June 7, 2026
Quit While You’re Ahead
KNN early termination in Manticore Search
Search results got faster, and the comments instantly turned into a speed-vs-accuracy cage match
TLDR: Manticore made its search engine faster by teaching it to stop once results have basically settled, cutting a lot of wasted work on big searches. Commenters loved the speed boost but instantly split over the eternal drama: smart efficiency win, or dangerous flirtation with “close enough”?
Manticore Search just rolled out a clever way to stop searching sooner when the answer is already obvious, and yes, the community immediately turned that into a full-blown comment-section showdown. The basic idea is simple: when the system is hunting for similar results, it often keeps doing extra work long after the best matches are already clear. Manticore says its new "early termination" trick cuts that wasted effort hard — on a 1 million-item test, the work dropped to about 65% at smaller result sizes, and as low as 20% when asking for huge piles of results. In plain English: less grinding, more speed.
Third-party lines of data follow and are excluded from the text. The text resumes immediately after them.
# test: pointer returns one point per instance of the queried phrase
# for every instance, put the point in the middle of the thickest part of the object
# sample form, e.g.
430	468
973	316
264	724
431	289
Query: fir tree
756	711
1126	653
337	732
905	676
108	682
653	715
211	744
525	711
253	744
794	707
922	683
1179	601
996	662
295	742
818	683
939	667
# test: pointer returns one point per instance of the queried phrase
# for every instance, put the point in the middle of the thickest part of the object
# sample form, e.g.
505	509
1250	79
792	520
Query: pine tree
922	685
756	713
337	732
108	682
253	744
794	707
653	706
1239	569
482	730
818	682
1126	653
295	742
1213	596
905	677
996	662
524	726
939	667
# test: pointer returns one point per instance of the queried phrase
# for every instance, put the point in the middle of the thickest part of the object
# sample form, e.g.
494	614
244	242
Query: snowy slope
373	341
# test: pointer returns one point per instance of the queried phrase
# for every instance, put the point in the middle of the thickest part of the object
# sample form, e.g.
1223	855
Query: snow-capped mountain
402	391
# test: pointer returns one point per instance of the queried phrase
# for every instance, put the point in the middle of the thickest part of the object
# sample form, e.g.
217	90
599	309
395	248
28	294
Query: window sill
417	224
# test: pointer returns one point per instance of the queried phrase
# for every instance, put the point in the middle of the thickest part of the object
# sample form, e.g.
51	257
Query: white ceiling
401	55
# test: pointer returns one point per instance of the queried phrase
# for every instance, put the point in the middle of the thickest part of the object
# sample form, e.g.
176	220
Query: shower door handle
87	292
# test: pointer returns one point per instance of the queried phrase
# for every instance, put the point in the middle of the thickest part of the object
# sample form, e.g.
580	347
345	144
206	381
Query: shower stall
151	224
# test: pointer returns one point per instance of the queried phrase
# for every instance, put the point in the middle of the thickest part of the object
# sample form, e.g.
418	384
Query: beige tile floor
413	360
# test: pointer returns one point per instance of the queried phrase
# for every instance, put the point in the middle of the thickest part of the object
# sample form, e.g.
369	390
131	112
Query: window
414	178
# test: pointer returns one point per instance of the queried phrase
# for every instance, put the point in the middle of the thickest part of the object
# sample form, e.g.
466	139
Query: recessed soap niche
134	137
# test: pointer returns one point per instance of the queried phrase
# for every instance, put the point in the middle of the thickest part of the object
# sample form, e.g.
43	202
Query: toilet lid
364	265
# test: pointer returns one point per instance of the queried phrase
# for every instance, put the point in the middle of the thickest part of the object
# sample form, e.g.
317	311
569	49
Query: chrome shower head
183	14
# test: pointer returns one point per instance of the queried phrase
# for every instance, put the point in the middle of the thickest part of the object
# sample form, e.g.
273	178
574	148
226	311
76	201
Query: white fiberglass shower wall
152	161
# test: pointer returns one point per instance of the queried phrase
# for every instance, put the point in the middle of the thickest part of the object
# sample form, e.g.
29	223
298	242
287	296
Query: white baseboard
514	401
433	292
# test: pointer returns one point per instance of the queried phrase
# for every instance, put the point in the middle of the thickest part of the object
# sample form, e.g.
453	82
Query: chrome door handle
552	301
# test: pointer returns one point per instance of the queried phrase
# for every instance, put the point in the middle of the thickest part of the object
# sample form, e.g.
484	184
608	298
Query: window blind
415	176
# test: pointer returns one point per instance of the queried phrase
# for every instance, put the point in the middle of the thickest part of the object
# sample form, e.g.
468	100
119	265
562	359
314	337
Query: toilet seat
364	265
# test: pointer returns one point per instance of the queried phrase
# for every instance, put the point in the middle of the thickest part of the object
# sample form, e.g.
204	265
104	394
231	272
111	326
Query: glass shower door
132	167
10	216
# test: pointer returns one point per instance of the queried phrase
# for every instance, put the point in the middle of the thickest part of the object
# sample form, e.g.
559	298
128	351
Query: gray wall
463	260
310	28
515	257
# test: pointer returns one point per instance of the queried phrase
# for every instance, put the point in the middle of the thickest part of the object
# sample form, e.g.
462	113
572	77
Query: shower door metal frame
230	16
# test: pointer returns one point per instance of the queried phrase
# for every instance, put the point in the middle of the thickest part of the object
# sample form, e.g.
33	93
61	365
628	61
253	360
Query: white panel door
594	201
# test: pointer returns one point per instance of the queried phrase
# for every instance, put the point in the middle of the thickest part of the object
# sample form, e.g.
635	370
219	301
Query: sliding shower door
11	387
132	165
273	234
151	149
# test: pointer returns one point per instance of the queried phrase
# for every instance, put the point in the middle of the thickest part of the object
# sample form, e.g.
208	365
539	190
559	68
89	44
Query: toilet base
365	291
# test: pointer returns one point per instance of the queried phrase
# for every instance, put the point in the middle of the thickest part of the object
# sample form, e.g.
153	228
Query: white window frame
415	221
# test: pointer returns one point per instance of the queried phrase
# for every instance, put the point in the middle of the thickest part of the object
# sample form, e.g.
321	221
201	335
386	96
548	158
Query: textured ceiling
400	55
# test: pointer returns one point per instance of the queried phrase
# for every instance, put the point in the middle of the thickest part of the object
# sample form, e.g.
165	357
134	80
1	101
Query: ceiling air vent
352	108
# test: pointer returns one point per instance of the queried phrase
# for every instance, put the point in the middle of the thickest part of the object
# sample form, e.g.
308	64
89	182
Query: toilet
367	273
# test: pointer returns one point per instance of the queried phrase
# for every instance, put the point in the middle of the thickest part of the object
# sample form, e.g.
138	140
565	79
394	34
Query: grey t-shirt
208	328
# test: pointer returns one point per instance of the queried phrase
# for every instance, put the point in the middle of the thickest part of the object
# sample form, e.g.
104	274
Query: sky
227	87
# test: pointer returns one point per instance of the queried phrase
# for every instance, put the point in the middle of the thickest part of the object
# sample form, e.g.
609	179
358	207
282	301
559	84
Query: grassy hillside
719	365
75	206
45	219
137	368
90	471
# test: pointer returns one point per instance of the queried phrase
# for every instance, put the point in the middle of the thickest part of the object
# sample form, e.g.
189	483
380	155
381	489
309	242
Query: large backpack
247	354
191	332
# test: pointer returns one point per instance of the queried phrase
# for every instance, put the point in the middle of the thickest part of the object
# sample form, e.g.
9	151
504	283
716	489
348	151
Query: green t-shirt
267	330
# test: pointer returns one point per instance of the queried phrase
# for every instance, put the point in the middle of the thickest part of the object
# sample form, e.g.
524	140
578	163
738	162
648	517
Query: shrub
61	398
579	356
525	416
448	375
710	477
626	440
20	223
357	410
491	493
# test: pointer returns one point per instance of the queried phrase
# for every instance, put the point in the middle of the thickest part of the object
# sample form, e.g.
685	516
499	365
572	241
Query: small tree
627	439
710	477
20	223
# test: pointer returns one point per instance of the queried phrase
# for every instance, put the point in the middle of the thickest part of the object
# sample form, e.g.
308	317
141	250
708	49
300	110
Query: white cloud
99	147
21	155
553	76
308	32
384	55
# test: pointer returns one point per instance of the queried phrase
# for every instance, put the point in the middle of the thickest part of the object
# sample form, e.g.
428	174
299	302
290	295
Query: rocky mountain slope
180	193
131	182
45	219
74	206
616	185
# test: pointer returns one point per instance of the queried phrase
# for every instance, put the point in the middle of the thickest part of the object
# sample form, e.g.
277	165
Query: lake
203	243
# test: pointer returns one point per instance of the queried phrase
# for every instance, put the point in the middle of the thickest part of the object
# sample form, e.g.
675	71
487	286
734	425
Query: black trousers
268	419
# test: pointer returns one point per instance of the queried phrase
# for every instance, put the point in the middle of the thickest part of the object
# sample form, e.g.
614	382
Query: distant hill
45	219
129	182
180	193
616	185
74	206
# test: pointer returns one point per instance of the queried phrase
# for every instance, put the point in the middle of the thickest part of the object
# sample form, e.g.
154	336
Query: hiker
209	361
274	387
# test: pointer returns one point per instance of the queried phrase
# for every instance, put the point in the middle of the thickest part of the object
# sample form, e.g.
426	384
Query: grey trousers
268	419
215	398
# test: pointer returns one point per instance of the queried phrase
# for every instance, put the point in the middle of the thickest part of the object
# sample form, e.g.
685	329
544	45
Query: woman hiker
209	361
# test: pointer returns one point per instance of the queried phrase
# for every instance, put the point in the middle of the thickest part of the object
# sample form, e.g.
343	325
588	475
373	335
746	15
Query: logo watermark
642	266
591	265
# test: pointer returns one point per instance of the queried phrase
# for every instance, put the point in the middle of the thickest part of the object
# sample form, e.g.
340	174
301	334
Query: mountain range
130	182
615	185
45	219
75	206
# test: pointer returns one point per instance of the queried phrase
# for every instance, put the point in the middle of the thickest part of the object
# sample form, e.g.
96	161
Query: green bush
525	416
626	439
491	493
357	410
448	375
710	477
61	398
And the reactions? Very online. One camp basically cheered, calling it the most satisfying kind of engineering win: making things faster by noticing when to quit. Another camp immediately went into suspicious-parent mode: "Cool, but what exactly are we losing when it stops early?" Manticore says the quality hit should stay tiny — around 2-4% compared with doing the full search — but that was enough to spark the classic argument: is a small drop acceptable if users get results faster?
The jokes wrote themselves. Commenters compared it to leaving a party once the vibe peaks, ending a meeting when nobody has new ideas, and knowing when to stop scrolling because the algorithm is just showing you leftovers. The hottest mood in the room was a mix of admiration and side-eye: smart optimization or just a fancy new way to say "good enough"?
Key Points
- •Manticore Search uses HNSW for native vector search across millions of documents and introduced early termination to stop searches once results have effectively converged.
- •The article says HNSW continues exploring even after improvements become rare, creating unnecessary distance computations late in the search.
- •The benefit of early termination increases with larger k values because retrieving more neighbors requires more graph exploration and more post-convergence work.
- •Vector quantization and default 3x oversampling increase candidate exploration and latency, which makes early termination more valuable.
- •On a 1 million-vector benchmark, early termination reduced distance computations to about 65% of full search at k=60, 30% at k=1000, and 20% at k=10000, while targeting only 2-4% precision loss.